The Attempt at a Solution

I THINK my method is correct.. but I messed up somewhere.

I rearrange for y'-y=x

integrate both sides gets me:

y-$\frac{y^{2}}{2}$=$\frac{x^{2}}{2}$

after completing the square I get

(y-1)$^{2}$=-x$^{2}$+1

But this is where I mess up. To solve for y, I square root each side. But then I get '+ or -' on the right side:

y=$\pm$$\sqrt{-x^{2}+1}$+1+c

so solving for both cases gets me c=0 OR c=2. But I can only have once answer.
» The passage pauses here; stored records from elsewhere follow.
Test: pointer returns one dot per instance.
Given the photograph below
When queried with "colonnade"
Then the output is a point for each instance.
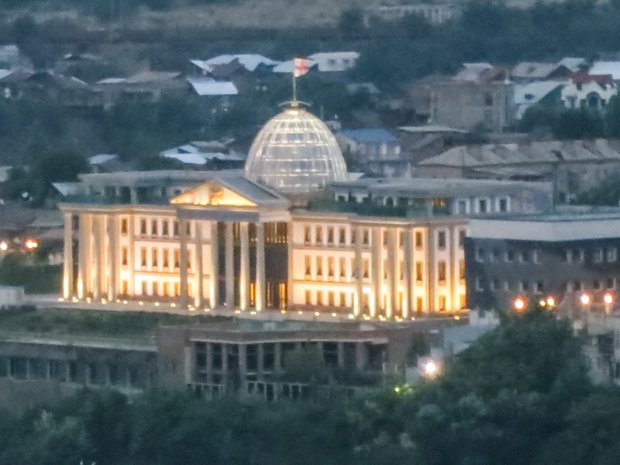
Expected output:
(98, 262)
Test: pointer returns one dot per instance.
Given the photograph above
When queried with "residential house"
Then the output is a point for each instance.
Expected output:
(589, 91)
(535, 93)
(574, 166)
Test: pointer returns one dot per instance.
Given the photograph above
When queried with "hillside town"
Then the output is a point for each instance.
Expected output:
(237, 226)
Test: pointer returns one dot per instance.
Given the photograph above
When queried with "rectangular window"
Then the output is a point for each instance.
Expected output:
(441, 240)
(419, 272)
(441, 271)
(503, 205)
(419, 240)
(597, 255)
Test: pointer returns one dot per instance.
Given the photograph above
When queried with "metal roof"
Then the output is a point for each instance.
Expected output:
(208, 86)
(534, 152)
(369, 136)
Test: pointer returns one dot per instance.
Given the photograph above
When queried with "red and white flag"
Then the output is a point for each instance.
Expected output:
(301, 67)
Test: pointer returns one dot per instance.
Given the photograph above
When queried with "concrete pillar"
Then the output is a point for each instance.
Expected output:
(112, 241)
(260, 267)
(408, 279)
(244, 267)
(358, 298)
(214, 282)
(430, 266)
(277, 358)
(360, 356)
(209, 363)
(198, 298)
(67, 276)
(392, 270)
(229, 266)
(341, 355)
(188, 365)
(377, 270)
(183, 300)
(261, 361)
(84, 255)
(243, 368)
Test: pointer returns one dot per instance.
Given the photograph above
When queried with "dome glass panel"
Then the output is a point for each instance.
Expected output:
(296, 154)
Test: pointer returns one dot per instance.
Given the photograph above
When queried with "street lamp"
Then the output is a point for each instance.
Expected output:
(519, 304)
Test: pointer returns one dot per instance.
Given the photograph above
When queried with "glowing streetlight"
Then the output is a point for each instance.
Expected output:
(31, 244)
(608, 300)
(519, 304)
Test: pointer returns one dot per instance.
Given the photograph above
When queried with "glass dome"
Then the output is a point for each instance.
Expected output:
(296, 154)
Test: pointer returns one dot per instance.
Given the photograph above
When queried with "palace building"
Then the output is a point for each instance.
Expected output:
(294, 231)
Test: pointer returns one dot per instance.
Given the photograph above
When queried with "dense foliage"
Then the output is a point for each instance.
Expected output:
(517, 396)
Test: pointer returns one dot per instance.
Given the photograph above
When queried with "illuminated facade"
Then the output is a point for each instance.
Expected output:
(376, 249)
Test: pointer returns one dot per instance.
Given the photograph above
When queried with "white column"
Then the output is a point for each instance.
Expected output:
(260, 267)
(97, 261)
(183, 262)
(198, 297)
(358, 298)
(376, 272)
(244, 271)
(112, 241)
(392, 270)
(215, 271)
(229, 264)
(408, 282)
(131, 252)
(67, 278)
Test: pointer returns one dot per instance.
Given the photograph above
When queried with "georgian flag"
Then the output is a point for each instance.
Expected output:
(301, 67)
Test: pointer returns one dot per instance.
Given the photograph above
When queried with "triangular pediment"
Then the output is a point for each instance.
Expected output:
(213, 194)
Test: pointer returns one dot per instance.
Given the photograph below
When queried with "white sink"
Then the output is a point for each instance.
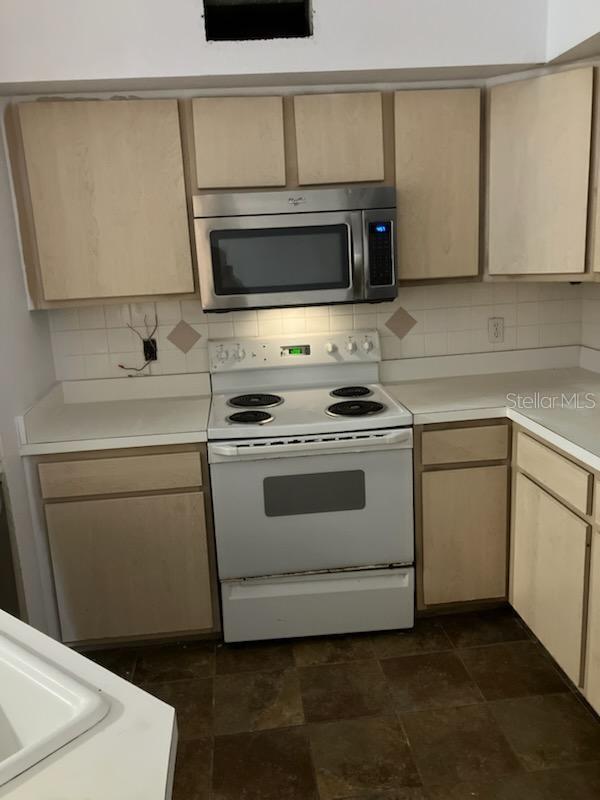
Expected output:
(41, 709)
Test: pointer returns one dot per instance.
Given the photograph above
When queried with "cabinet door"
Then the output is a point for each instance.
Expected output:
(238, 141)
(339, 137)
(105, 180)
(464, 534)
(539, 158)
(592, 667)
(549, 545)
(437, 135)
(130, 566)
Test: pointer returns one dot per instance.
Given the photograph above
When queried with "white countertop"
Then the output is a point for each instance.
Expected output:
(524, 397)
(129, 755)
(96, 415)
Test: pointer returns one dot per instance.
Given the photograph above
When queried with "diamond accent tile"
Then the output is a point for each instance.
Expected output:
(400, 323)
(183, 336)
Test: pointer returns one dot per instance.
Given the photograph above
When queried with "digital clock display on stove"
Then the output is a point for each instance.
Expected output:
(296, 350)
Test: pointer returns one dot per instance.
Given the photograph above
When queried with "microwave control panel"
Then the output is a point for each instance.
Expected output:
(381, 253)
(227, 355)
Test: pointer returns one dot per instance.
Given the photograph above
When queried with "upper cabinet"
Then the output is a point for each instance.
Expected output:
(539, 164)
(437, 136)
(339, 137)
(101, 199)
(238, 142)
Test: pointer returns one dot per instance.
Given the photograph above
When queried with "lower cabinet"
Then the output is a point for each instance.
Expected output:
(548, 587)
(130, 566)
(464, 534)
(592, 670)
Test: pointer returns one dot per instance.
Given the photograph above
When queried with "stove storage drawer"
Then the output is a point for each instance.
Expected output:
(318, 604)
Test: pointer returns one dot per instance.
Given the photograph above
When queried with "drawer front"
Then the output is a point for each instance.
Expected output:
(561, 476)
(120, 475)
(461, 445)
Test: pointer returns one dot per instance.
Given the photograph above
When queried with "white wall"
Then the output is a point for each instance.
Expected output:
(59, 40)
(451, 319)
(569, 23)
(26, 372)
(590, 317)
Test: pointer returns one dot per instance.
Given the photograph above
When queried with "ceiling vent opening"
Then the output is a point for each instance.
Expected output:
(243, 20)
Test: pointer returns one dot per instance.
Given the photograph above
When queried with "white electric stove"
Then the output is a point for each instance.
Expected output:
(311, 472)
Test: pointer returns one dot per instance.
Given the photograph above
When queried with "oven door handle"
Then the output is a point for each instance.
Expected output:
(401, 438)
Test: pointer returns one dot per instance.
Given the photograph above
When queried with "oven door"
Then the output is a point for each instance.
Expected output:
(280, 260)
(345, 505)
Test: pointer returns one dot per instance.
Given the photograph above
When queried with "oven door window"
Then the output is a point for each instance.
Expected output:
(315, 493)
(294, 259)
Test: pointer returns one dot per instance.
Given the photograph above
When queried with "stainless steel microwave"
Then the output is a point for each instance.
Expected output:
(295, 248)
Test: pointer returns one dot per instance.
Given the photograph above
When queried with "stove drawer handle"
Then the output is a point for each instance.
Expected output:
(397, 437)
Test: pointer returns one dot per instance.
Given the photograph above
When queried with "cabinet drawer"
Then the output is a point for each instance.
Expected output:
(457, 445)
(555, 472)
(118, 475)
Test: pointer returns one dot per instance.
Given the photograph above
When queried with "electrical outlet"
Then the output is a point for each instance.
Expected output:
(150, 350)
(495, 329)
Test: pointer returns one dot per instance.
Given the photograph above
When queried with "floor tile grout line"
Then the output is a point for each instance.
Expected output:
(471, 676)
(520, 759)
(409, 745)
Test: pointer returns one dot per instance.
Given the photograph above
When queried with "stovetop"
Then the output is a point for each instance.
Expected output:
(290, 412)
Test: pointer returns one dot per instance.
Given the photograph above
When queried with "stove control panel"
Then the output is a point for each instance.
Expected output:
(293, 350)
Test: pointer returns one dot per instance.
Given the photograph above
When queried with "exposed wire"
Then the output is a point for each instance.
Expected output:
(134, 369)
(147, 338)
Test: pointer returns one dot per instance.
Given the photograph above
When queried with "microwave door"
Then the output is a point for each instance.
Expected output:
(279, 260)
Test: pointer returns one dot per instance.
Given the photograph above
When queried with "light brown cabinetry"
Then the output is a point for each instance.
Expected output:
(539, 161)
(339, 137)
(452, 445)
(131, 566)
(461, 480)
(101, 199)
(549, 551)
(561, 476)
(592, 669)
(464, 534)
(437, 136)
(130, 544)
(238, 142)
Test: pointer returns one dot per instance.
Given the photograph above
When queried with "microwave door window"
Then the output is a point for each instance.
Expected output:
(269, 260)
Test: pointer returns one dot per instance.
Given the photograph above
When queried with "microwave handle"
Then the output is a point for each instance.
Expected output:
(358, 254)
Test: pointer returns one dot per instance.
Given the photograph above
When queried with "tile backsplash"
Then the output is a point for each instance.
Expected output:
(451, 319)
(590, 316)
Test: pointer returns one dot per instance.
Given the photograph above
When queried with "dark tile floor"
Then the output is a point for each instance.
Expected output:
(464, 706)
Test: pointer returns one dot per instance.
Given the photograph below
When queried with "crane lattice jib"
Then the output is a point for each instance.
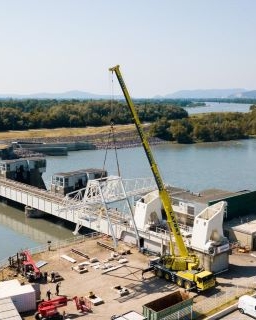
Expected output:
(164, 196)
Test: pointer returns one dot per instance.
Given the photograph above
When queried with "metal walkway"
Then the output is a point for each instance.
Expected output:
(98, 206)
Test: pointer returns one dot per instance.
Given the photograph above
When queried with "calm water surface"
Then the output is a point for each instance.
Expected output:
(225, 165)
(219, 107)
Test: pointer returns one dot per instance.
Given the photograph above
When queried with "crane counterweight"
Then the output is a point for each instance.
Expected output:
(170, 265)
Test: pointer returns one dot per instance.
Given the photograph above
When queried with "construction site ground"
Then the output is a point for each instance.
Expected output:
(129, 276)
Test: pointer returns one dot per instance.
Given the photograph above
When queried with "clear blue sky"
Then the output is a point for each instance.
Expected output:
(162, 46)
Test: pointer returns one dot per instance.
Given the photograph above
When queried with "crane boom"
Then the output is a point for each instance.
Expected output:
(164, 196)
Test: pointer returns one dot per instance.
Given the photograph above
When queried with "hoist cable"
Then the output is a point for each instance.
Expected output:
(111, 132)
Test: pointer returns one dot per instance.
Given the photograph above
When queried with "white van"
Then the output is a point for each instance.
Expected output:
(247, 304)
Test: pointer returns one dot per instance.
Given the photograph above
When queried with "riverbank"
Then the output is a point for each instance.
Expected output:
(125, 136)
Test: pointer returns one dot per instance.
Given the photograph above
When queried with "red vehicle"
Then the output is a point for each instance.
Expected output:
(83, 304)
(48, 309)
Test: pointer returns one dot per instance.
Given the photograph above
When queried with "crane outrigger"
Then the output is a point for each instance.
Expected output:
(181, 268)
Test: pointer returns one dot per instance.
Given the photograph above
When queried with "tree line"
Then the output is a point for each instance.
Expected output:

Where did I go wrong?

 

[Ray Vickson]

Homework Statement

Solve:

y'=x+y, y(0)=2

Homework Equations

The Attempt at a Solution

I THINK my method is correct.. but I messed up somewhere.

I rearrange for y'-y=x

integrate both sides gets me:

y-$\frac{y^{2}}{2}$=$\frac{x^{2}}{2}$

after completing the square I get

(y-1)$^{2}$=-x$^{2}$+1

But this is where I mess up. To solve for y, I square root each side. But then I get '+ or -' on the right side:

y=$\pm$$\sqrt{-x^{2}+1}$+1+c

so solving for both cases gets me c=0 OR c=2. But I can only have once answer. Where did I go wrong?

Going from y'-y=x to $y-\frac{y^2}{2} =\frac{x^2}{2}$ is wrong. The DE reads as $dy - y dx = x dx,$ so when you integrate on the left you don't get y - y^2/2. You need to use an "integrating factor"; see http://www.ucl.ac.uk/Mathematics/geomath/level2/deqn/de8.html , or read your textbook.

RGV

 

[skyturnred]

Thanks! Your hint helped me get the right answer!